By Beverly Bishop

Lesley Hendricks at home with Brody

Beaufort and Lesley Hendricks have made a lasting imprint on one another. For more than 25 years, she has been a generous patron of the Arts, and a champion for the preservation of the unique history that is Beaufort, with its remarkable Lowcountry environment. As she moves on, Lesley leaves a legacy and example of the best of citizenship and community.

Lesley grew up in the Panama Canal Zone, which was an enclave very like any small American community, with traditional holidays, football games and prom. Adulthood and having her own family took her, literally, from coast to coast, from Palo Alto to New York, Chapel Hill and Philadelphia until it was time, as Monty Python said, “for something completely different.”

She would relocate on her own and wanted a small, quiet town of timeless beauty and friendly people. Circumstances, serendipity, and the suggestion of a friend landed Lesley at just the right time and place in June,1995. Discovering Beaufort, surrounded by the Lowcountry’s endless water vistas, tidal creeks, whispering marsh grasses, she was captivated.

Only after she had purchased and settled into an historic 1840s antebellum property, in what had once been an orange grove, did she realize she had admired this very property weeks earlier in a Real Estate magazine. Serendipity, indeed.

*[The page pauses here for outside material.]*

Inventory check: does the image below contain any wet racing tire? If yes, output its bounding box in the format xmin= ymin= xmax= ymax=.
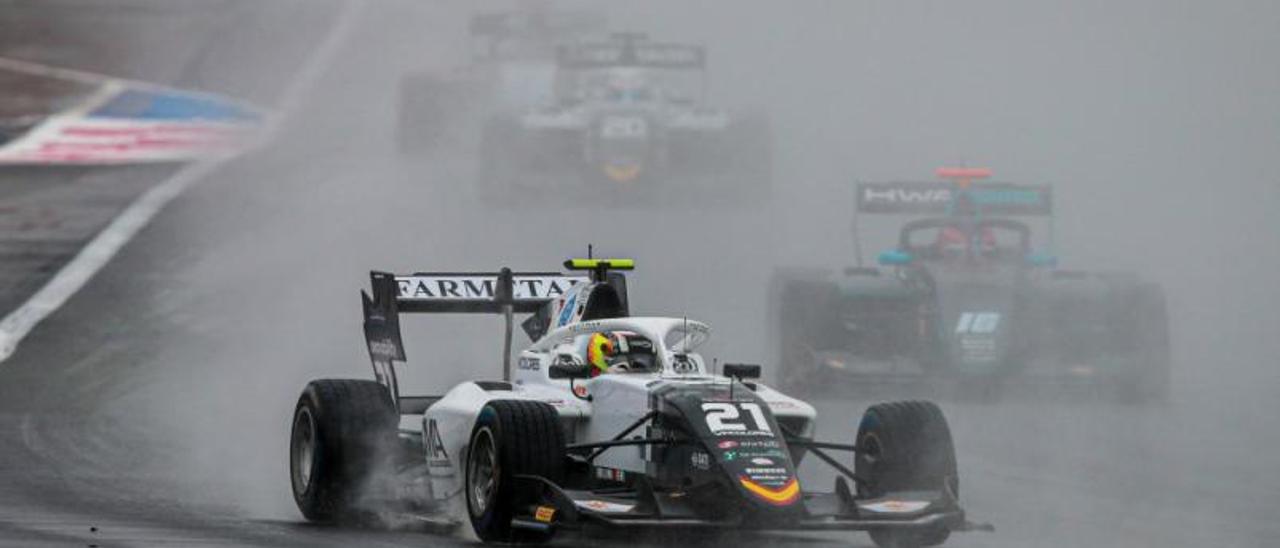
xmin=463 ymin=399 xmax=566 ymax=543
xmin=289 ymin=380 xmax=399 ymax=524
xmin=854 ymin=401 xmax=960 ymax=548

This was a serene neighborhood of gardens, massive, ancient oaks and moss filtered light where brief encounters become friendships and stories are shared. One day two elderly ladies, chatting with Lesley, asked if she had yet felt the presence of spirits in her new house. No? They smiled sweetly.

Lesley was the 5th owner and knew this was solid historic soil for legends and ghostly tales. No surprise then that each Halloween, the vague figure of a woman, a wisp of white shroud, treads the upper balcony of the ancient white house. Sometimes, there’s a moaning in the air. Or so I’m told.

Lesley became part of the community, easily embraced for her kindness and generosity; she brought a quiet, forceful attention to what would help identify Beaufort as a center for both the performing and visual arts. Bringing her talents as a multi-skilled crafter, master quilter, dancer and leader, she was soon Director of the Arts Council and was ever after involved in many projects, big and small, which would enrich Beaufort’s identity as an arts and historical destination. Imagine large mermaid sculptures, hand painted by local artists, scattered around town, Lesley’s work among them.

Over the years, Lesley has thoughtfully housed visiting actors, writers, musicians and artists, and donated her home as a venue for many fundraising events.

Perhaps the richest dimension of all was added when Lesley’s 3-year-old granddaughter, Cherylann, came to live with and be raised by her grandmother in the small town Lesley had sought out, loved and called home.

I asked her, in years to come, what she’d remember about Beaufort. She answered:

“I was happy here.”


Beverly Bishop is a SC master naturalist and the former owner of Firehouse Books & Espresso. She lives in Beaufort.